Gwadar was once sold as the future dream of prosperity to Pakistan’s public – with Chinese sponsored path of China Pakistan Economic Corridor (CPEC) as the road to heaven. However, the dream has shattered, even before the dawn – with Gwadar itself the symbol of hopelessness Pakistani populace faces today. This frustration finally spilled over on road, with massive protests being organized by all actors of the society including activists, students, fishermen and even some political parties.
Gwadar: the shattered dream
Gwadar was touted as the jewel of the CPEC crown, harbinger to the proposed huge infrastructure plans – with potential to change the destiny of once impoverished province of Baluchistan. However, all elite governing institutions have simply colluded with their Chinese payers to enrich themselves at the cost of public welfare.
While Beijing made few investments in the region – it is evident that these Chinese projects have become an end to themselves – with no ‘trickle-down’ for the local populace. The real intent of Chinese companies has been ‘mercantile colonialism’ – extracting the local resources to fulfill their coffers. Not only has the labour working on these projects been Chinese, leading to nil job opportunities for the locals, but the ever-increasing influx of Chinese trawlers has also only led to loss of massive catchment areas for the local fishermen. But that’s not all….the massive land grab in the name of development has now also forced natives into displacement to areas with nearly non-existent living conditions.
Economic Instability & The Fault Lines Within
A look into the recent Gwadar protests makes it clear that the only way China was able to progress ahead with this ‘neo-colonialism’ was due to backend support from the most powerful institution in Pakistan – the Pakistan Army. The CPEC Authority is headed by a retired Lieutenant General, who acts as the middleman for his Chinese masters.
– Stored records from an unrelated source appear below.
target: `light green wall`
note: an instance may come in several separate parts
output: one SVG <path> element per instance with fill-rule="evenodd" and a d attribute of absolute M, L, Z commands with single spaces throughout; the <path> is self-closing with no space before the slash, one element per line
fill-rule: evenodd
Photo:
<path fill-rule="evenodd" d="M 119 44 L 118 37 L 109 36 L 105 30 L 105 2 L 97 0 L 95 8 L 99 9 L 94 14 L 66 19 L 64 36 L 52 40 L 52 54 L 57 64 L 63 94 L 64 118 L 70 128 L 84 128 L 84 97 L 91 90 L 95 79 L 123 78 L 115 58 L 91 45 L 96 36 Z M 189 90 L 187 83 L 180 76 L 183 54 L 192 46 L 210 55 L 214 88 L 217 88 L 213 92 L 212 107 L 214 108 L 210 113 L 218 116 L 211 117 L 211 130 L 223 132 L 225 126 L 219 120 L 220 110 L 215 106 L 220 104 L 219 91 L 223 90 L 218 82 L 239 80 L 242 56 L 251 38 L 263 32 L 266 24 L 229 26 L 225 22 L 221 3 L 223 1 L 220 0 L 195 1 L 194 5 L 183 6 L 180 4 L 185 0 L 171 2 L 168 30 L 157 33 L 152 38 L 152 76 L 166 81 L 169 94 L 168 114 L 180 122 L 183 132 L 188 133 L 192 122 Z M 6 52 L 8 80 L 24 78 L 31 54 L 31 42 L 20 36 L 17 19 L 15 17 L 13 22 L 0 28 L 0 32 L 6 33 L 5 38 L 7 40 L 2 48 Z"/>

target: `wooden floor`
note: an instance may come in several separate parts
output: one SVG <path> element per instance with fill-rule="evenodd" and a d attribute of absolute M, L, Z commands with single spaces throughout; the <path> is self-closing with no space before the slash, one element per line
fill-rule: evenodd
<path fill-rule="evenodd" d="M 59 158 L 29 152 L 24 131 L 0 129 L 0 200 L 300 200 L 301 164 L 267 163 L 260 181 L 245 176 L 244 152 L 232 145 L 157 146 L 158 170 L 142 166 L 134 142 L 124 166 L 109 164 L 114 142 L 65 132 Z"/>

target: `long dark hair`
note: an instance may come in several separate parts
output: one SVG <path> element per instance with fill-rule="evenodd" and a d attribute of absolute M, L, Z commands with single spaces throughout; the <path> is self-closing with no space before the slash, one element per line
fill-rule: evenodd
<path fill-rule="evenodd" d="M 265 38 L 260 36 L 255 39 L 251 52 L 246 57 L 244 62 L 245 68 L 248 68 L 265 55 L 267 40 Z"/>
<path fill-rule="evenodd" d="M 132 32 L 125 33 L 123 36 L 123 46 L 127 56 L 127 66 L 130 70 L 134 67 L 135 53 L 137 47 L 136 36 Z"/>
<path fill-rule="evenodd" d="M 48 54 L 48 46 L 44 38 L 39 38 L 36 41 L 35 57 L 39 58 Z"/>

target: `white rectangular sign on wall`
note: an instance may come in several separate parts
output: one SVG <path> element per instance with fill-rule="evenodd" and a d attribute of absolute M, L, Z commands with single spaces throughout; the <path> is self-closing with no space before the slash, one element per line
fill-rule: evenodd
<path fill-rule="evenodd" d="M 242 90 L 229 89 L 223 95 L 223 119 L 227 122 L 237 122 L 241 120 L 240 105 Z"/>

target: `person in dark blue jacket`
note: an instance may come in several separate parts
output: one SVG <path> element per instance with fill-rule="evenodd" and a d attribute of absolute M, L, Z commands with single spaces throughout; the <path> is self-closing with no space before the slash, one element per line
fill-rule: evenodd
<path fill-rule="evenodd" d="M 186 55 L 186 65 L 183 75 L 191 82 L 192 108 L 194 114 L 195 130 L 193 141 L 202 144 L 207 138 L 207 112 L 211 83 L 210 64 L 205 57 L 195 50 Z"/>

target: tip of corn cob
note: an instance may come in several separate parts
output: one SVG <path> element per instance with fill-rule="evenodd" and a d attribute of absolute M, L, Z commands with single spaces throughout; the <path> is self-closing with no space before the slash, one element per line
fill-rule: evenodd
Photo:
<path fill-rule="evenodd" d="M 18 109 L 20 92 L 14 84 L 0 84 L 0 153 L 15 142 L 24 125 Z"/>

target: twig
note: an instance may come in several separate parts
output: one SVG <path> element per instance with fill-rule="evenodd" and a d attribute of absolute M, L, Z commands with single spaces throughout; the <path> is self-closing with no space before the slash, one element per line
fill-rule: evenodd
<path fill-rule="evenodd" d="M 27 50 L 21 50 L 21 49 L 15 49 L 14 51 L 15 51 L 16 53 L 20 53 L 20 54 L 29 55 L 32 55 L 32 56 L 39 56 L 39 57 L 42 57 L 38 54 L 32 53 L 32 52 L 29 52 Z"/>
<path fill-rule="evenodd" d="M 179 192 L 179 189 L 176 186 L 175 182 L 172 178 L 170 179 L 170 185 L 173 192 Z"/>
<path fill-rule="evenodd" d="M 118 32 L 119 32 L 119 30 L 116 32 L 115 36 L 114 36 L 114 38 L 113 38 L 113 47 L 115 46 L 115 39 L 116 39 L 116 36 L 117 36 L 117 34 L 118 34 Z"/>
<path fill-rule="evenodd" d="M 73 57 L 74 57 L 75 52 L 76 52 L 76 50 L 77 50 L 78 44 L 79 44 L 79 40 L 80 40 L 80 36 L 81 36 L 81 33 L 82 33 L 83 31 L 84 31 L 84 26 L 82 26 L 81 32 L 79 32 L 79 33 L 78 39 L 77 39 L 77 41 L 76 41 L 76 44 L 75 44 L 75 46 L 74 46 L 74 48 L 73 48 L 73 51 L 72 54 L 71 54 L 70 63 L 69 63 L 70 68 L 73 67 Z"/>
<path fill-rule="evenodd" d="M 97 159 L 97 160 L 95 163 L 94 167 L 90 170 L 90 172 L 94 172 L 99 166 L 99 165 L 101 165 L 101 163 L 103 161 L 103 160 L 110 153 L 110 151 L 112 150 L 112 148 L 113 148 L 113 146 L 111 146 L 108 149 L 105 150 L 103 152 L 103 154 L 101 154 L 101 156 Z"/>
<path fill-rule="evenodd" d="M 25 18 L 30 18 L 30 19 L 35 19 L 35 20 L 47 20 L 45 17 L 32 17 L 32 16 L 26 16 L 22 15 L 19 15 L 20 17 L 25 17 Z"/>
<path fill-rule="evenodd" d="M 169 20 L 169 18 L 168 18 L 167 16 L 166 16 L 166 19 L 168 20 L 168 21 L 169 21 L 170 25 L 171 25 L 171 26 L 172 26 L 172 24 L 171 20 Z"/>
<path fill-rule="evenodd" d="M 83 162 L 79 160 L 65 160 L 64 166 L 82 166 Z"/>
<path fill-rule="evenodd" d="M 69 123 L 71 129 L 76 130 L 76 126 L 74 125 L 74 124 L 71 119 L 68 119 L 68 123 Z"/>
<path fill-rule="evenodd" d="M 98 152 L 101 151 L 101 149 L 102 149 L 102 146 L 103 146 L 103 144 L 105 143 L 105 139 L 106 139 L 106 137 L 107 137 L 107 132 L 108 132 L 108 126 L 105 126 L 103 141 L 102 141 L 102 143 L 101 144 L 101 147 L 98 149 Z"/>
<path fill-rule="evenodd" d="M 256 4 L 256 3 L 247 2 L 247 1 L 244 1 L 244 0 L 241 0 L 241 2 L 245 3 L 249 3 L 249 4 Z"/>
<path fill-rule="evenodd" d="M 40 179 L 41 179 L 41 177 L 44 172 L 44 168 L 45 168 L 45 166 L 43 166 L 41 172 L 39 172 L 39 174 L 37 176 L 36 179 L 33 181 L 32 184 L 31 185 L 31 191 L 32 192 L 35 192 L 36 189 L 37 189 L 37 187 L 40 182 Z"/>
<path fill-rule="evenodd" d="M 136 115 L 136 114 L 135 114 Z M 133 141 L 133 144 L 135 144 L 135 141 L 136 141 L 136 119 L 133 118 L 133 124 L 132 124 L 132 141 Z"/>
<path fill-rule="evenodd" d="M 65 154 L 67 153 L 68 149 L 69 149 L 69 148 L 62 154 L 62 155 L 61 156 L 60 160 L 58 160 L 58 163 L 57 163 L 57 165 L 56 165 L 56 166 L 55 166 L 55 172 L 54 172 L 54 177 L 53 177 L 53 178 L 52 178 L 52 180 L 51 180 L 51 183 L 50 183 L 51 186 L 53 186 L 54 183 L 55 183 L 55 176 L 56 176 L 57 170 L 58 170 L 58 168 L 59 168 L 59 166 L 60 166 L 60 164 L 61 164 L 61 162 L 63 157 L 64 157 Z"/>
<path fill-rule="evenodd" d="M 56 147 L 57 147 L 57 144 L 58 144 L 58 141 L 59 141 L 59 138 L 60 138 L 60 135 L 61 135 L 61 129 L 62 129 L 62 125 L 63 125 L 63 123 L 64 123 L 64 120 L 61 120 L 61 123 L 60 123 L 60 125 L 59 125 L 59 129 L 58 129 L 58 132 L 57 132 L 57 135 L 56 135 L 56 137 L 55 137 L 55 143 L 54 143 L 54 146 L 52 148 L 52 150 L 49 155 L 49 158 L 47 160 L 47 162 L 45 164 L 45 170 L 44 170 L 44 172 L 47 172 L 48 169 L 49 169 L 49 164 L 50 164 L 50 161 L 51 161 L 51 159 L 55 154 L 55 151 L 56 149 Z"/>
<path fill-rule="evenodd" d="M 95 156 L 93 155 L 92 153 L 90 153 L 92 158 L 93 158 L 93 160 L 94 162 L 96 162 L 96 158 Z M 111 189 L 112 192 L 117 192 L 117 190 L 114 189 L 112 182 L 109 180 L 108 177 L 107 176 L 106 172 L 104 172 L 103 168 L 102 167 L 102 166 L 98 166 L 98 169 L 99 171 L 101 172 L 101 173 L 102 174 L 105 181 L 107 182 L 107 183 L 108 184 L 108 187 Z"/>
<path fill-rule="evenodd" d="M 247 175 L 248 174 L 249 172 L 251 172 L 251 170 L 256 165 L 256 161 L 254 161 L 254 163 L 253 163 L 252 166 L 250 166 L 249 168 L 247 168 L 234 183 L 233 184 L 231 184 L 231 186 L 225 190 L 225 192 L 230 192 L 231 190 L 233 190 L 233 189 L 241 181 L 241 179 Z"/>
As huge Chinese loans have piled up – the ‘debt- trap’ diplomacy has led the Islamabad surrendering their authority and financial autonomy to its masters in Beijing.
In fact, with the deepening economic instability, various factions of Pakistan’s armed forces have also joined the Chinese in extorting the common civilian population of Pakistan. Take for example the Defense Housing Authority – DHA was described as the ‘biggest land grabber’ by Lahore High Court and was accused by courts of having joined the Chinese companies in usurping the prime land and developing secured conclaves for the Army Officers. This brings us to an interesting question, when organizations that were established to provide security to common man like the Pakistani Army don’t hesitate to shoot down the dreams/aspirations/livelihoods of their own people, can other nations be blamed?
“Small acts, when multiplied by millions of people, can quietly become a power no government can suppress, a power that can transform the world”
This time the protests organized by local fishermen, civil rights activists and students were joined by political parties like Jamaat-i-Islami. With chants of Gwadar Ko Huqooq Do (Give Rights to Gwadar), reverberating throughout the coast of Arabian Sea the local Jamaat-i-Islami leader Maulana Hidayatur Rehman, led the protests and echoed peoples’ sentiments.
“We are demanding the rights of Gwadar, which were usurped by the rulers and the people were even deprived of basic needs. The fishermen were not able to earn their livelihood as big trawlers were allowed fishing at Makran Coast”
– Maulana Hidayatur Rehman
Although it took 32 days but the protests have finally come to an end. However, the real test for Imran Khan and his government has just begun – Are the genuine demands of Gwadar enough to take a stand against the Chinese? Can Pakistan’s civilian government muster courage to control the unholy nexus between the Pakistani armed forces and the Chinese forces? Can the government, which is often condemned by their own people as being ‘puppets’ finally rise to the occasion and ensure the basic rights to the citizens, or will the burden of debt and the might of the army yet again force them to look the other way?
None of these questions will be easy for Imran Khan to answer, but how his government conducts business now is exactly how history (and mostly Pakistan) shall remember him!